The Changing Financial Landscape
John Lewis, the century-old UK retailer, has seen a significant increase in the number of customers utilizing its in-house ‘buy now, pay later’ services. Over the past few years, John Lewis has been actively expanding its presence in the financial services sector through strategic partnerships and key hires. The company recently appointed Andy Piggott, former chief product officer at TransUnion, to lead its credit and banking division.
Interest-Free Credit Payment Plans
According to Andy Piggott, John Lewis Finance’s director of credit and banking, more customers are opting for the retailer’s interest-free credit payment plan. This flexible payment option allows customers to make purchases without incurring any interest charges. As a credit broker, John Lewis acts as a mediator, connecting customers with lenders who provide the necessary funds for these loans. The rise in popularity of interest-free credit demonstrates the evolving preferences and financial needs of John Lewis’ customer base.

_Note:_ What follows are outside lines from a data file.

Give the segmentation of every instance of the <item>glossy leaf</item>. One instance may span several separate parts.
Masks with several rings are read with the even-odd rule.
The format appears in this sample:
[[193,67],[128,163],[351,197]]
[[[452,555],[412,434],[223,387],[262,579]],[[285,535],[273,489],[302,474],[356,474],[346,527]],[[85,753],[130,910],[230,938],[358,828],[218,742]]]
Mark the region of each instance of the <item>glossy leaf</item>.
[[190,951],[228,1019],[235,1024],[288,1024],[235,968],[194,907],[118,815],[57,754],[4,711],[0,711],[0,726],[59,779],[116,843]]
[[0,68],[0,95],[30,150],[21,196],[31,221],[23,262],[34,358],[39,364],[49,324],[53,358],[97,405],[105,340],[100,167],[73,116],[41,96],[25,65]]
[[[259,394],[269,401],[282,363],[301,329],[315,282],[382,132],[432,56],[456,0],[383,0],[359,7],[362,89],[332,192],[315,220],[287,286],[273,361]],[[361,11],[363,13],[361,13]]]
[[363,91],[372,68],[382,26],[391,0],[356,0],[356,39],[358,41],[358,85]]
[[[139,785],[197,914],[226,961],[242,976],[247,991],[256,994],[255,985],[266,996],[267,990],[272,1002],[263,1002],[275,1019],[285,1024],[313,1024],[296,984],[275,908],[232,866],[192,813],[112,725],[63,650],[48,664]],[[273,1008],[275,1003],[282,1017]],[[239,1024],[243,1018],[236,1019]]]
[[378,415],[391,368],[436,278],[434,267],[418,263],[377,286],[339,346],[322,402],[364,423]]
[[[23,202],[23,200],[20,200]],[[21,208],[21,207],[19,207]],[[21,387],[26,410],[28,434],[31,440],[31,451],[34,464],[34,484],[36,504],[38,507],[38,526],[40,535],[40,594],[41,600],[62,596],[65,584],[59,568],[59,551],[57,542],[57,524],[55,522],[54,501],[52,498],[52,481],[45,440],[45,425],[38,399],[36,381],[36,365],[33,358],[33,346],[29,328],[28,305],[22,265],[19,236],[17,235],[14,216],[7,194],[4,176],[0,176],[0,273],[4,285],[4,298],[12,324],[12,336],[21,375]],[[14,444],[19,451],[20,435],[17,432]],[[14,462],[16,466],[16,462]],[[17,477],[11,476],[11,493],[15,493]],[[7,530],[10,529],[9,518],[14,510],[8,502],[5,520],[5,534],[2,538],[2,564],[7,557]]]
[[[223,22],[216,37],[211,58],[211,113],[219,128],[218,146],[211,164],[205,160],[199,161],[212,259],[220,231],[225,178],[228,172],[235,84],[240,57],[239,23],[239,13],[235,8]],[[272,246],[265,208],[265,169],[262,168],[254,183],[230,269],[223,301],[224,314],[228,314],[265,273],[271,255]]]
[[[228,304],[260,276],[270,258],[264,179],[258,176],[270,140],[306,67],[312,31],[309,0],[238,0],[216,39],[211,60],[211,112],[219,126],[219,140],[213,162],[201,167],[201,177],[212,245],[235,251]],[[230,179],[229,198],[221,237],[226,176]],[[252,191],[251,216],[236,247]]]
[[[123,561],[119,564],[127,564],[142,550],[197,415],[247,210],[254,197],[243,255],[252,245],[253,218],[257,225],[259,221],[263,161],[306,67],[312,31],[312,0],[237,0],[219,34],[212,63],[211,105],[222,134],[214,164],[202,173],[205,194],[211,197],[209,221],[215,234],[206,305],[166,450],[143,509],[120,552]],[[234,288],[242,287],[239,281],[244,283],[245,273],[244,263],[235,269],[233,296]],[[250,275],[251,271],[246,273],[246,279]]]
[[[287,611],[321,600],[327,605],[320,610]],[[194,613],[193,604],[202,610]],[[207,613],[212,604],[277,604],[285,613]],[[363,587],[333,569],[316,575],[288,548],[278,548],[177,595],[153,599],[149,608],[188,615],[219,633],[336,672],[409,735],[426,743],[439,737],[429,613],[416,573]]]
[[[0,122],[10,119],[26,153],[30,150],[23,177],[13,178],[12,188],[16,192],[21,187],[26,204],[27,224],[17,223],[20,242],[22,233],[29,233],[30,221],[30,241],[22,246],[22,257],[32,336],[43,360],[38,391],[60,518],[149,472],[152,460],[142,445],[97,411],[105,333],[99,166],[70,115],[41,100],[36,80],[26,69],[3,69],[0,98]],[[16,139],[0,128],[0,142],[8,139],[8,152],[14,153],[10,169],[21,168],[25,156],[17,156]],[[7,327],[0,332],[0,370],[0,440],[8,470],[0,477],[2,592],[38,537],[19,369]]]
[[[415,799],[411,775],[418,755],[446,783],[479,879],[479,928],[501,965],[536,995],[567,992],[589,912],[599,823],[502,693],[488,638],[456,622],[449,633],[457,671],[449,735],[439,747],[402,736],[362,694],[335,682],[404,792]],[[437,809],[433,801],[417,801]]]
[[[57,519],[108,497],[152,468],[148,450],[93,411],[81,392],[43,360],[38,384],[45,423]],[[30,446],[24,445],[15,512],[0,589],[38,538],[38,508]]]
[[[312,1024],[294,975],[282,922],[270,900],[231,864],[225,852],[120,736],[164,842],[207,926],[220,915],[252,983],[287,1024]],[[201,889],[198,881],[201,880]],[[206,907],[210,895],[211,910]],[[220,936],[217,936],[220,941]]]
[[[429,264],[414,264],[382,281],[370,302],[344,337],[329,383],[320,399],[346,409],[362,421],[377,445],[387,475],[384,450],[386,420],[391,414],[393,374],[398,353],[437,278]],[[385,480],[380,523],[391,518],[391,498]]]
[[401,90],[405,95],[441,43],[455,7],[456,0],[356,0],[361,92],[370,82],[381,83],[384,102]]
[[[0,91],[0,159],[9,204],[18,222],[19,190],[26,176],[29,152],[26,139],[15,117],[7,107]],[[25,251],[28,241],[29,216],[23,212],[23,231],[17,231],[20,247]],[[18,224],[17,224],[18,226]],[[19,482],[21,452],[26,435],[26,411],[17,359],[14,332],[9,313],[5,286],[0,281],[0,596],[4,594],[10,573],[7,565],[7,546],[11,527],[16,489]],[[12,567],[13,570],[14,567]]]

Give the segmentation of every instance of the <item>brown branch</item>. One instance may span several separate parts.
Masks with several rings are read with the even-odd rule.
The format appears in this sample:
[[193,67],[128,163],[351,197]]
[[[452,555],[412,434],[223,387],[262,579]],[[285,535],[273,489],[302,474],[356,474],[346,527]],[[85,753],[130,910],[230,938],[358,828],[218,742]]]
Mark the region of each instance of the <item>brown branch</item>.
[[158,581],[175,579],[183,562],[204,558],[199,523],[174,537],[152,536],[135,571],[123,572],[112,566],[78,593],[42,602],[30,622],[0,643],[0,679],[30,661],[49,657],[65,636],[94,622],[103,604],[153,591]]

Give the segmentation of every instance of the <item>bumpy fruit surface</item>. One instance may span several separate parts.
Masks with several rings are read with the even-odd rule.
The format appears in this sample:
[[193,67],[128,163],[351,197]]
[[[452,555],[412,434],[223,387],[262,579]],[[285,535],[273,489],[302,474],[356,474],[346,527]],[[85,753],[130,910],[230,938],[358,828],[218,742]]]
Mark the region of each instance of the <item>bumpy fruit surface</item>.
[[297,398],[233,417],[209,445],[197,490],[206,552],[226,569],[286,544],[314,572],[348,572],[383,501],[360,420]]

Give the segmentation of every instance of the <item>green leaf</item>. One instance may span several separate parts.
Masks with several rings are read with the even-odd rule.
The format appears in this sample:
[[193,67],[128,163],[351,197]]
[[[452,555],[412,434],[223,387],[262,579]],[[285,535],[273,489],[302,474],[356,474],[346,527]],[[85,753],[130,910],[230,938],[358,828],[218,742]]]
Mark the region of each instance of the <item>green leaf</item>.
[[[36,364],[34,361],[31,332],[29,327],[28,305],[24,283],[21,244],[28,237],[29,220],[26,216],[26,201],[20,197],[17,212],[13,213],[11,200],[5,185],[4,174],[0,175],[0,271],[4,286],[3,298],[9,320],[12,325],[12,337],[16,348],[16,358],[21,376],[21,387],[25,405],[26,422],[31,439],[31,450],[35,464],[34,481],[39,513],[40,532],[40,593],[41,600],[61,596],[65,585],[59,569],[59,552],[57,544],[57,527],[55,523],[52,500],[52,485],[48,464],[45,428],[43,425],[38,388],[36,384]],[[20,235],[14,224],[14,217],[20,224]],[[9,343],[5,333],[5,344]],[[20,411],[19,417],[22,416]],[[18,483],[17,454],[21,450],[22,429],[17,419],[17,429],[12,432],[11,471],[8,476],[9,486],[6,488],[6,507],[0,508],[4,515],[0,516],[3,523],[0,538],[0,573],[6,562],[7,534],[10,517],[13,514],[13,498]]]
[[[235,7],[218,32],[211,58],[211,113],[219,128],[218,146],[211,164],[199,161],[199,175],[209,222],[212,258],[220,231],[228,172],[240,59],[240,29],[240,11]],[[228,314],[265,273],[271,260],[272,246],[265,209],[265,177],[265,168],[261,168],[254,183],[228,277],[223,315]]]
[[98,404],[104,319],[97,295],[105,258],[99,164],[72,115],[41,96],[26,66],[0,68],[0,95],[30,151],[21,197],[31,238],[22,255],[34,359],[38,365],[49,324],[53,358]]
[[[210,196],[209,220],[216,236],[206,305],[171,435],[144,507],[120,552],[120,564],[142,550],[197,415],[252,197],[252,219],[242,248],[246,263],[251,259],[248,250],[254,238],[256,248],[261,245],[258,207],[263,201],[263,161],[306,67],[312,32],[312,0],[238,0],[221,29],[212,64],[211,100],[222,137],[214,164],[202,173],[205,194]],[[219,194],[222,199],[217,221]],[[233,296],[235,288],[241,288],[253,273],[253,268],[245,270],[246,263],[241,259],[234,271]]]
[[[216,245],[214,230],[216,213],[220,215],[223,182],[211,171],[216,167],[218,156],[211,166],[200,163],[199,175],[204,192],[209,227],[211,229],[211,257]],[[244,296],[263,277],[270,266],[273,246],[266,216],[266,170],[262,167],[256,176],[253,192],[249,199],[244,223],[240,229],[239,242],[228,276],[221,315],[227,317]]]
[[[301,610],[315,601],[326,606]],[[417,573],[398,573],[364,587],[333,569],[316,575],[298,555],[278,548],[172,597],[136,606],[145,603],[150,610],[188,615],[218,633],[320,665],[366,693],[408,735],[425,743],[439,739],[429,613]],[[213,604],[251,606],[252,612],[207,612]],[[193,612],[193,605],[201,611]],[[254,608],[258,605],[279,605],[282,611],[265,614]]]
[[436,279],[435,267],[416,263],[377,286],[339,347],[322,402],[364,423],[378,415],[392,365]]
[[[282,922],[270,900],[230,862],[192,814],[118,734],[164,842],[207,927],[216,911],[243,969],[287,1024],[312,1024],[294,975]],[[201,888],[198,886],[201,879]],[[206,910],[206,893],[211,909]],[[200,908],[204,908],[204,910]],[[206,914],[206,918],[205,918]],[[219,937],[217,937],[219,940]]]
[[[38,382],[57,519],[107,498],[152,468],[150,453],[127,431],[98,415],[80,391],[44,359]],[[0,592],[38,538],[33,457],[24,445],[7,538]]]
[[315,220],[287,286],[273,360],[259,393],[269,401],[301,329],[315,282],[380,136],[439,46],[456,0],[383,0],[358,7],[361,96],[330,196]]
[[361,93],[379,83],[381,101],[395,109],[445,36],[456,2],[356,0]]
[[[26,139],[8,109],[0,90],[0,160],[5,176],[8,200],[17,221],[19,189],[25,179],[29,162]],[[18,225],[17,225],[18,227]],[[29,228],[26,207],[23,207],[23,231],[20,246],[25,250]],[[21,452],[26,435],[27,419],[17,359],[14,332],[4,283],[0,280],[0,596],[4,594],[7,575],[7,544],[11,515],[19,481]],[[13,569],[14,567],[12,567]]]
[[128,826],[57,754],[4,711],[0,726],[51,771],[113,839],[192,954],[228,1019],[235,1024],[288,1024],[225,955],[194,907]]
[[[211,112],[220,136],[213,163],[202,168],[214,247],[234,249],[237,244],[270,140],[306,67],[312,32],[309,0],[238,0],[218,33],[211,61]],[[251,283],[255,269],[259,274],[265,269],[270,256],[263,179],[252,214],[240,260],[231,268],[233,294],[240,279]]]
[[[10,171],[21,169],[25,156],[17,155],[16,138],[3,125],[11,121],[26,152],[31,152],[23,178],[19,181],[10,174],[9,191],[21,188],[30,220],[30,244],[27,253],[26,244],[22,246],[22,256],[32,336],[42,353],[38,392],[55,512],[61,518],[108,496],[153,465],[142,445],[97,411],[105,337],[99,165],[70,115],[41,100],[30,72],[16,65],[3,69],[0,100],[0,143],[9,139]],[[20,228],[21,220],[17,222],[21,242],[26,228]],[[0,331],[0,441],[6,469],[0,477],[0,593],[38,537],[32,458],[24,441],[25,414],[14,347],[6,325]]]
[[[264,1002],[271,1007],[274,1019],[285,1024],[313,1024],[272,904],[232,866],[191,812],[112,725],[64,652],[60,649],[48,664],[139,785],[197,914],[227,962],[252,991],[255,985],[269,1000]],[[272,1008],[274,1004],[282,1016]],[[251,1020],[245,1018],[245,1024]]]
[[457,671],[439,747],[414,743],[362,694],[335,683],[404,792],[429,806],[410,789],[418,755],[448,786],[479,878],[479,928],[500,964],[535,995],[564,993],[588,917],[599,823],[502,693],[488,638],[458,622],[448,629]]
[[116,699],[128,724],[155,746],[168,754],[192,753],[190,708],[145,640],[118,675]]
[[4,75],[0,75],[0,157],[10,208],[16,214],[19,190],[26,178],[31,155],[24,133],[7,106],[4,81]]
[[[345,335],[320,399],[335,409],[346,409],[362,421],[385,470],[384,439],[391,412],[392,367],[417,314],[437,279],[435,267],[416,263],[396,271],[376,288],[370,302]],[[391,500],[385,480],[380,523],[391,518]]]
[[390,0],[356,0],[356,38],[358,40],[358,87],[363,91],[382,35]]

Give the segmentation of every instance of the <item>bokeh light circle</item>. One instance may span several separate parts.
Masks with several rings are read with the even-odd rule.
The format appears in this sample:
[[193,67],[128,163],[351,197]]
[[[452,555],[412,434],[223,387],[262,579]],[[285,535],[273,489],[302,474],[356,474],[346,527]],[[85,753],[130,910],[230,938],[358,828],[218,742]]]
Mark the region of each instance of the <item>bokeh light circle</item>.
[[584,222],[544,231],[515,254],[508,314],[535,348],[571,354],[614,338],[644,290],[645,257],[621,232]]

Introducing Interest-Bearing Payment Plans
In addition to interest-free credit, John Lewis is now introducing a range of interest-bearing payment plans for larger purchases. These plans are designed to accommodate customers who prefer to spread their payments over longer periods of time. For purchases exceeding £200, customers have the option to pay over 12, 24, 36, or even 48 months, with an annual percentage rate (APR) of 16.9%. This expanded range of payment options aims to cater to the diverse financial circumstances of John Lewis’ clientele.
The introduction of interest-bearing credit enables customers to benefit from lower monthly payments over an extended period. By offering more choice, John Lewis ensures that individuals can select a payment plan that aligns with their specific needs and budget. It highlights the retailer’s commitment to providing customer-centric financial solutions and its determination to remain at the forefront of the evolving financial landscape.